A l'époque, un plâtre, non seulement ça pouvait t'éviter quelques jours de cours, mais en plus c'était un peu la classe à l'école. A 35 ans, ça veut potentiellement dire arrêt de travail, réduction de salaire, galère pour s'occuper de soi, des enfants s'il y en a... Chiant

Et surtout si tu as un plâtre, ça ne fera rire aucun de tes potes de te le signer.

J'imagine un peu ça comme ça :


Les conséquences : le lendemain.

Le lendemain, j’ai un peu mal au dos. Ça aussi c'est assez nouveau. Et c’est chiant de savoir qu’après chaque session j’aurai cette petite douleur pendant quelques jours. Moi c'est le dos, mais j’ai tendance à croire que chaque skateur de 35 ans a la chance d’avoir sa p’tite douleur bien à lui après la session. Je crois que ça fait partie du game. Déjà qu'on tient plus l'alcool (-18), si on se met à ne plus tenir le skate non plus, c'est pas la fin des emmerdes.

« Monsieur ».

Il y a aussi une chose qui a changé, c’est qu'assez souvent désormais on me vouvoie ET on m’appelle Monsieur. Le combo est dur. « Excusez-moi monsieur ». J’ai des frissons.
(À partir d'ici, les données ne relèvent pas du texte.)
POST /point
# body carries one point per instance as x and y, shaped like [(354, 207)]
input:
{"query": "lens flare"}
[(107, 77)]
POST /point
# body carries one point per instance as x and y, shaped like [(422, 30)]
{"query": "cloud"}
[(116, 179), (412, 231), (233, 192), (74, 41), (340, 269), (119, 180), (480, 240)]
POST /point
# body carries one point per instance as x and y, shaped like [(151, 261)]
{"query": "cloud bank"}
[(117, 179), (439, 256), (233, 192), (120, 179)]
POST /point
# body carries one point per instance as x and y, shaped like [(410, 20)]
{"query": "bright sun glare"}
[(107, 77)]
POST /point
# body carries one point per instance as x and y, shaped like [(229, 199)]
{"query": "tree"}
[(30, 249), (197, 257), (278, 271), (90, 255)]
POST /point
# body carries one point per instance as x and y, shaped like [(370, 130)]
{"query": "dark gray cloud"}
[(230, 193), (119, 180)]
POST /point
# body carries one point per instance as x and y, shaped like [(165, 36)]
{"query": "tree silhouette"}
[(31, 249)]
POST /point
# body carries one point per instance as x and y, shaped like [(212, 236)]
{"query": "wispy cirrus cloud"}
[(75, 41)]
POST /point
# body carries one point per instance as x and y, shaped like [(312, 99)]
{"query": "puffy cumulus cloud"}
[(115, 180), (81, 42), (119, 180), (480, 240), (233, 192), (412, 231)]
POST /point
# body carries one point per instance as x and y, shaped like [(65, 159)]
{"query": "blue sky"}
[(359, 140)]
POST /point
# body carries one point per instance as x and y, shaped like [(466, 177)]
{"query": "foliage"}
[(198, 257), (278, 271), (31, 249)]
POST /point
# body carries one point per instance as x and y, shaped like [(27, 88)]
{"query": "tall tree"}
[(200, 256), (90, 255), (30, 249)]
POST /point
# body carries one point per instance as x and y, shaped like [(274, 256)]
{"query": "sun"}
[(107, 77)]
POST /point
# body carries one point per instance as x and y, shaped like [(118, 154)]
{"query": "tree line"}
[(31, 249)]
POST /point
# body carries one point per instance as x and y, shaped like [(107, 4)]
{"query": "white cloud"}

Je vous le dis les gars, peu importe votre âge, si vous croisez des gens qui selon vous ont entre 30 et 40 ans, tutoyez-nous, pitié. Ce sera le plus beau des cadeaux.


FINALEMENT,

Pour résumer cette vie de skateur de 35 ans, je dirais que c’est une sorte de transition entre la fougue d’un p’tit skateur plein d'espoir qui n'a pas peur de pas grand-chose, et la sagesse d’un papy skateur qui sait que la moindre chute peut l’amener à l’hosto. En gros, pour moi, c’est une période d’apprentissage et d’acceptation du fait que maintenant, j’ai des limites. C'est peut-être pour ça qu'on n'arrête pas de dire qu'on est vieux, d'ailleurs. Peut-être qu'à 35 ans, on n'accepte pas encore d'être un peu moins bon qu'avant et que c'est une période de transition. Peut-être que quand tu skates à 45 ans, tu ne penses plus vraiment à ce que tu faisais à 20 et t’es juste content de toujours pouvoir être sur ta board, entouré de jeunes qui ont 20 ans de moins que toi ?...

L'histoire me le dira (j'espère !). 

Quoi qu'il en soit, vous, les « vrais » vieux skateurs dès 45-50 ans, c'est vous les stars. Déjà pour avoir le corps qui le permet, et aussi toujours la motivation. J’espère que je serai aussi un papy skateur comme vous.